[<prev] [next>] [<thread-prev] [thread-next>] [day] [month] [year] [list]
Message-ID: <CALnjE+qSdDnmbbHV0O6Pa9z=T=8jFSL2bw5k_m_DwgtchZaCOg@mail.gmail.com>
Date: Tue, 6 Oct 2015 11:26:31 -0700
From: Pravin Shelar <pshelar@...ira.com>
To: Jiri Benc <jbenc@...hat.com>
Cc: netdev <netdev@...r.kernel.org>
Subject: Re: [PATCH net] openvswitch: Fix egress tunnel info.

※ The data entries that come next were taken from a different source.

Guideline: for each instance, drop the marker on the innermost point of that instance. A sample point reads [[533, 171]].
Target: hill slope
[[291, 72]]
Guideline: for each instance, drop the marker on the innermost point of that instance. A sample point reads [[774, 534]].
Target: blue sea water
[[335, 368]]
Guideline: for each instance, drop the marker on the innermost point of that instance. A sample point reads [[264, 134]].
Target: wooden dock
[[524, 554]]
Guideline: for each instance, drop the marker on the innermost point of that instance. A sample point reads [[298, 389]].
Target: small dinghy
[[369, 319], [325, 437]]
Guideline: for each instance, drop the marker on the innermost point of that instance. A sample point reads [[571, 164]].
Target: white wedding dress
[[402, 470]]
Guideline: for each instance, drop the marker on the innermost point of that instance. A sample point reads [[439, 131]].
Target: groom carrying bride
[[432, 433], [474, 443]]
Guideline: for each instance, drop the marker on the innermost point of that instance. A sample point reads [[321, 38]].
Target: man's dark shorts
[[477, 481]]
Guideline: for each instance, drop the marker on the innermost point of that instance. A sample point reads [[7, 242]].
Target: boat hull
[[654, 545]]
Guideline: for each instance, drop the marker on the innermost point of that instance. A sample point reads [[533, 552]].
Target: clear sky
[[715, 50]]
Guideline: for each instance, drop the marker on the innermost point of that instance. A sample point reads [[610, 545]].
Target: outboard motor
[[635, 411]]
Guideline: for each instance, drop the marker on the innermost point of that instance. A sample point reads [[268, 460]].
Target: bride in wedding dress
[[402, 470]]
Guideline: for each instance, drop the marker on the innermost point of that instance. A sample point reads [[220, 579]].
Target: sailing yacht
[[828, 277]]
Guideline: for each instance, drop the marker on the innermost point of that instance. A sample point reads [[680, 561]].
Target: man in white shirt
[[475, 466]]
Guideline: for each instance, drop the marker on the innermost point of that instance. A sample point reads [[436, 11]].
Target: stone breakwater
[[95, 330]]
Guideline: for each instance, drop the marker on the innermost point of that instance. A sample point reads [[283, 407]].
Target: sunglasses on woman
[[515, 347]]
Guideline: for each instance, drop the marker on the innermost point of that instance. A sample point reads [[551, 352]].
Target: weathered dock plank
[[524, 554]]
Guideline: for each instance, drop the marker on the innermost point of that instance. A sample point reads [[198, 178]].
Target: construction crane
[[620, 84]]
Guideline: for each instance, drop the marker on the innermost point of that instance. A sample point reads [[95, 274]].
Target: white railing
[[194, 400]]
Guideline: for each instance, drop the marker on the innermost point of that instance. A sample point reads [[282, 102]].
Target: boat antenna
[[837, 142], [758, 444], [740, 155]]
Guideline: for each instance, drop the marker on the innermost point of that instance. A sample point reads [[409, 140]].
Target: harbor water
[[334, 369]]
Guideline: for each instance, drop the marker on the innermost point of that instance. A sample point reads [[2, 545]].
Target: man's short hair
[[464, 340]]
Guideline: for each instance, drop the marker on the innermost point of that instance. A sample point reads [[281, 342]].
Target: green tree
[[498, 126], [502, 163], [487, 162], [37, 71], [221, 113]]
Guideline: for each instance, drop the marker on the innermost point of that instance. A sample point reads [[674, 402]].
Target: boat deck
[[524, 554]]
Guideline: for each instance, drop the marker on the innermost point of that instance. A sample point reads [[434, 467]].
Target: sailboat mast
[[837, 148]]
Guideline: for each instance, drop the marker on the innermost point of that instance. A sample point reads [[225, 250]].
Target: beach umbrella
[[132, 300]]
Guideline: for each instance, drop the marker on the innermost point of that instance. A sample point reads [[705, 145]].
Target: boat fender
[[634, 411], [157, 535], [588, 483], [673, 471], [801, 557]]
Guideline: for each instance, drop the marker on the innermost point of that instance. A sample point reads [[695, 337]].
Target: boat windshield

On Tue, Oct 6, 2015 at 8:42 AM, Jiri Benc <jbenc@...hat.com> wrote:
> Some more feedback after doing a deeper review.
>
Thanks for the review.
> On Mon, 5 Oct 2015 10:58:17 -0700, Pravin B Shelar wrote:
>> --- a/drivers/net/geneve.c
>> +++ b/drivers/net/geneve.c
>> @@ -703,6 +703,32 @@ err:
>> return NETDEV_TX_OK;
>> }
>>
>> +static int geneve_egress_tun_info(struct net_device *dev, struct sk_buff *skb,
>> + struct ip_tunnel_info *egress_tun_info,
>> + const void **egress_tun_opts)
>> +{
>> + struct geneve_dev *geneve = netdev_priv(dev);
>> + struct ip_tunnel_info *info;
>> + struct rtable *rt;
>> + struct flowi4 fl4;
>> + __be16 sport;
>> +
>> + info = skb_tunnel_info(skb);
>> + if (ip_tunnel_info_af(info) != AF_INET)
>> + return -EINVAL;
>> +
>> + rt = geneve_get_rt(skb, dev, &fl4, info);
>
> This will increase dev tx error stats in case the lookup fails which is
> probably something we don't want.
>
right, I will fix it.
> [...]
>> --- a/include/linux/netdevice.h
>> +++ b/include/linux/netdevice.h
>> @@ -60,6 +60,7 @@ struct wireless_dev;
>> /* 802.15.4 specific */
>> struct wpan_dev;
>> struct mpls_dev;
>> +struct ip_tunnel_info;
>>
>> void netdev_set_default_ethtool_ops(struct net_device *dev,
>> const struct ethtool_ops *ops);
>> @@ -1054,6 +1055,11 @@ typedef u16 (*select_queue_fallback_t)(struct net_device *dev,
>> * This function is used to pass protocol port error state information
>> * to the switch driver. The switch driver can react to the proto_down
>> * by doing a phys down on the associated switch port.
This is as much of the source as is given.